The reason we feel insane is that we have been the little girl. We have all had intuitions that have been true, and yet the people we were intuiting about have told us we were wrong. We believed them. We repeat the process, hiding our fears and moods from those around us, telling people we love them when we have no clue what that means. We say it while thinking of other things, we say it without truly feeling anything. Even though we know the feelings are in there somewhere, we don’t have the time to stop our minds and touch in with them.

This is the problem. And the only solution is to stop. To listen. To trust your feelings, and let go of trying to make the square peg fit in the round hole. To realize that sometimes, people say they love us, and what they mean is something different. Sometimes, a parent or partner is truly disrespectful, regardless of how many calories they burn on words. The words I love you coming from their mouth does not need to make you second-guess your intuition. The words do not need to make you feel as if you are crazy, or not seeing something that you should be seeing.

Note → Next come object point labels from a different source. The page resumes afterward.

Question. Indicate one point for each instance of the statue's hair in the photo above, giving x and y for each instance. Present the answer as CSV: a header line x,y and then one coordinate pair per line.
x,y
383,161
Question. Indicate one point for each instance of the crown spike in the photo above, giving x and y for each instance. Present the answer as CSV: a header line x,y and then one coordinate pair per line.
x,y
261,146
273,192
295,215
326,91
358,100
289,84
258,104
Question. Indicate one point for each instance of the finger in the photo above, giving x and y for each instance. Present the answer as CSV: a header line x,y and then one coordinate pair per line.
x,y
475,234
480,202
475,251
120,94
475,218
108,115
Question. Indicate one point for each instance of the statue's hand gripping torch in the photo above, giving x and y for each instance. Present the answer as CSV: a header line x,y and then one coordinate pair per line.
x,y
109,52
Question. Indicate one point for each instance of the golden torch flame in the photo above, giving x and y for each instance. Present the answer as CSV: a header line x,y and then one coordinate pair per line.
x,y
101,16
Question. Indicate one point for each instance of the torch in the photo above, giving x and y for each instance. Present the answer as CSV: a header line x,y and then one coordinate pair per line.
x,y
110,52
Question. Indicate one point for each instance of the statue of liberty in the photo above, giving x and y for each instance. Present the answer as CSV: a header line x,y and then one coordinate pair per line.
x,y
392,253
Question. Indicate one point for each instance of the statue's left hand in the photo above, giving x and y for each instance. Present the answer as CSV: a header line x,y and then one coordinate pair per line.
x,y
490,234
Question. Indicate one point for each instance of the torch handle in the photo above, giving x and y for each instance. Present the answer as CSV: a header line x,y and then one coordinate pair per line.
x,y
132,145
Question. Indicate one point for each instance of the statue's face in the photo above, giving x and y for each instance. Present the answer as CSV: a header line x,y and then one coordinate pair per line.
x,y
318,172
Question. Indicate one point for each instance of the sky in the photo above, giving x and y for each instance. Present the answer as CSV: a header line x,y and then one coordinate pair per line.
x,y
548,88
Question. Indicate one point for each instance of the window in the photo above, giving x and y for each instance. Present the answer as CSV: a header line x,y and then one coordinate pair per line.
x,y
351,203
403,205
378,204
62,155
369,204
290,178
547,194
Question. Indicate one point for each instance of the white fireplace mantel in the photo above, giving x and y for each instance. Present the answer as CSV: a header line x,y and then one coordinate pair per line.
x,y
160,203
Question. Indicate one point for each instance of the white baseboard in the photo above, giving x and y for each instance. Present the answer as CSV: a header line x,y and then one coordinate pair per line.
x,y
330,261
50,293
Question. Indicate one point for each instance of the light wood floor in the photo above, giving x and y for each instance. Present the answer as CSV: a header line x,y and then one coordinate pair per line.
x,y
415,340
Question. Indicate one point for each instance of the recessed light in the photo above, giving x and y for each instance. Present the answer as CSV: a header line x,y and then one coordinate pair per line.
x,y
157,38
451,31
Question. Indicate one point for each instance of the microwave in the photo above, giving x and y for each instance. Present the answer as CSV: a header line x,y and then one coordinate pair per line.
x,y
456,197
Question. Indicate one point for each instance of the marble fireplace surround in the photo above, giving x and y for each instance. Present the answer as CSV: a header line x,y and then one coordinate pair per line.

All I’m saying is that I’ve been there, feeling crazy, trying to make myself believe something. God knows how many calories that burns, but regardless, my wish would be for myself and those around me to remember that our intuitions are valuable. Our time is valuable. Our lives are valuable. When someone calls us out on something, it may be hard to admit that they are right, but the more that we can foster this intuition in ourselves and others, the more this culture of isolation will be put in its place.